Reserve Bank boss Glenn Stevens has urged Australia’s political leaders to start a “serious conversation” about government debt before it becomes a real problem.
The central bank governor’s appearance before federal politicians of the House Economics Committee in Sydney on Friday stuck very much to the theme of the RBA’s recent statements, and one that will likely see the cash rate held steady for a period.
“I think if it’s possible for there to be a period of stability, then that in itself at the margins is probably helpful to people,” Mr Stevens said in the first of his twice-yearly public hearings before the committee.
The RBA left the cash rate unchanged at an all-time low of 2.5 per cent at this week’s monthly board meeting, and where it has stood since August.
National Australia Bank senior economist David de Garis said that with that decision only a few days old, any about turn by Mr Stevens “would have been a complete surprise”.
As usual, Mr Stevens’ comments on federal budget policy were guarded during three hours of quizzing by the committee. He also took several questions from local school children.
But he did warn Australia faces problems in the future because some initiatives have not been fully funded.
He insisted the nation does not have an imminent budget problem, but rather a medium-term one.
“There are some social programs that we all think are very good, that we are committed to do, and they are not fully funded,” he said.
Australia has low government debt compared to most advanced countries, he said.
But that shouldn’t stop political leaders having a serious discussion with each other and the community before its becomes a problem.

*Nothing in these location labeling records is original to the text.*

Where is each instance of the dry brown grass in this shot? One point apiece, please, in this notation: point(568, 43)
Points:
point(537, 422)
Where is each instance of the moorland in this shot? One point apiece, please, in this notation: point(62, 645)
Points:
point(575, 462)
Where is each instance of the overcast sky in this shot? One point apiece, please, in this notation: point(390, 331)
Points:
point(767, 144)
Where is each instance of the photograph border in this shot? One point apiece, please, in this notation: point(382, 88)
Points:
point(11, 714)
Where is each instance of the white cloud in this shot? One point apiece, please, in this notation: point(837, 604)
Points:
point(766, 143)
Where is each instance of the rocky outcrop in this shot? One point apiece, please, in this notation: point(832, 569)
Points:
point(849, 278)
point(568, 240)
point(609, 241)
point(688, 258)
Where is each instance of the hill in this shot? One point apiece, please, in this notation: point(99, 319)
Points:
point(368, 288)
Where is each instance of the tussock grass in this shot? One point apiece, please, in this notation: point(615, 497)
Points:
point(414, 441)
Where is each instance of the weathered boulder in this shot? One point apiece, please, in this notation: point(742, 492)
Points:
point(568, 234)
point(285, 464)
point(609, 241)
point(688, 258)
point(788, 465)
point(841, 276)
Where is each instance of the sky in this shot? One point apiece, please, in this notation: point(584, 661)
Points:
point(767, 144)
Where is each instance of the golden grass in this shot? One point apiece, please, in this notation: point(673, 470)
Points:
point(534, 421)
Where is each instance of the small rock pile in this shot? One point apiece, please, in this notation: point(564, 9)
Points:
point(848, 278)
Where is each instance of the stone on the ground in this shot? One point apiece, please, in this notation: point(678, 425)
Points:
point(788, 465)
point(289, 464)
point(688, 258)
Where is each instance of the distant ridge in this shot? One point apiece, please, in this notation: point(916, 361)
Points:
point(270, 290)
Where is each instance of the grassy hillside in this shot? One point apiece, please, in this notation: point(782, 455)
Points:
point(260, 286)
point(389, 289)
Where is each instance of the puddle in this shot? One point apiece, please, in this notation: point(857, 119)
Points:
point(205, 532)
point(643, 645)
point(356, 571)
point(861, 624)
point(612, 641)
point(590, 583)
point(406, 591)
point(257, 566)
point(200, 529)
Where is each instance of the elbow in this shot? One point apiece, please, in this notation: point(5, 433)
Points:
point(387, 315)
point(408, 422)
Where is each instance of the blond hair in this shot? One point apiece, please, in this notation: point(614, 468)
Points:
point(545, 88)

“We have issues and problems that need to be dealt with but we’re not in the same camp than say many countries in Europe,” he said.

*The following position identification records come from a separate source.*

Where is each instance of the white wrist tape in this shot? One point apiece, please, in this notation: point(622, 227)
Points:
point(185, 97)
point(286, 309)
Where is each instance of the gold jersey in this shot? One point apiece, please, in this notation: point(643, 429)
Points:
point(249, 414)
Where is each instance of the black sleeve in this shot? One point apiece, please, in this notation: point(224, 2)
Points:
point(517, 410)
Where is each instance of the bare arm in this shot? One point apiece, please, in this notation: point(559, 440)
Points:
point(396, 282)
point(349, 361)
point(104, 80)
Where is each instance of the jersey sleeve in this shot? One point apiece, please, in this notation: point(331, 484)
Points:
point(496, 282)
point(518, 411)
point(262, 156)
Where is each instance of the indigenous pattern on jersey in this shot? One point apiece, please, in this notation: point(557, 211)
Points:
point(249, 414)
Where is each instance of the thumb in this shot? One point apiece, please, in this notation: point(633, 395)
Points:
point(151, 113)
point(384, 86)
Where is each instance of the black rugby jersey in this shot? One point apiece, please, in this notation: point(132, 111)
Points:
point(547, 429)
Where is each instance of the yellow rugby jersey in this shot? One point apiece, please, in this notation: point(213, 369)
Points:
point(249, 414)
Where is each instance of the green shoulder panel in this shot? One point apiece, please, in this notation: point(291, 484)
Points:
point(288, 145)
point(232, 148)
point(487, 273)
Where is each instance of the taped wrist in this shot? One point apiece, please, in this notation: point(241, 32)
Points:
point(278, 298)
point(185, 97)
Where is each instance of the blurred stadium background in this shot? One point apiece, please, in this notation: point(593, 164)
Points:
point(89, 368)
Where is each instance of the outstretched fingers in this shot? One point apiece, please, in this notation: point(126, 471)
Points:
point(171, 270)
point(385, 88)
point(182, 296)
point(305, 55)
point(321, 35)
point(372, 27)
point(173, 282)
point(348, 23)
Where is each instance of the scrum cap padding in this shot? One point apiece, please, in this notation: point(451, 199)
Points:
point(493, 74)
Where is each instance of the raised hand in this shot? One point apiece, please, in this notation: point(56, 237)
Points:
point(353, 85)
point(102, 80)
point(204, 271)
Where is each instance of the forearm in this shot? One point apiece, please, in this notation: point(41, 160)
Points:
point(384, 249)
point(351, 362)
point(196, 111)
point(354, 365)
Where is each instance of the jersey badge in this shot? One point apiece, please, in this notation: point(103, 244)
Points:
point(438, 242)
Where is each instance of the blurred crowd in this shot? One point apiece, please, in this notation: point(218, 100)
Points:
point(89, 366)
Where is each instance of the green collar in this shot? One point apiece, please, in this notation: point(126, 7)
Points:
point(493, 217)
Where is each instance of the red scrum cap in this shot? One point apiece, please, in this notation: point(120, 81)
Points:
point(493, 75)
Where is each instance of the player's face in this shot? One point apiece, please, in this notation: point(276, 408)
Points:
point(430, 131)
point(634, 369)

Treasurer Joe Hockey was unavailable for immediate comment.
The government’s mid-year budget review in December warned of deficits stretching out for the next decade and debt ballooning to nearly $670 billion if remedial action is not taken.
More broadly, Mr Stevens said unemployment, which currently stands at a 10-year high of six per cent, has yet to peak.
“Unemployment will rise further; I would hope not too much further,” he said.
While new data had shown economic growth strengthening, it probably took one or two quarters for the the labour market to catch up, he said.
The drivers of growth were shifting and the decline in mining investment would accelerate over the coming year.
“Business investment spending outside mining, which has been very low indeed, is bound to pick up at some stage,” he said.
In particular, he expected dwelling investment activity would rise strongly.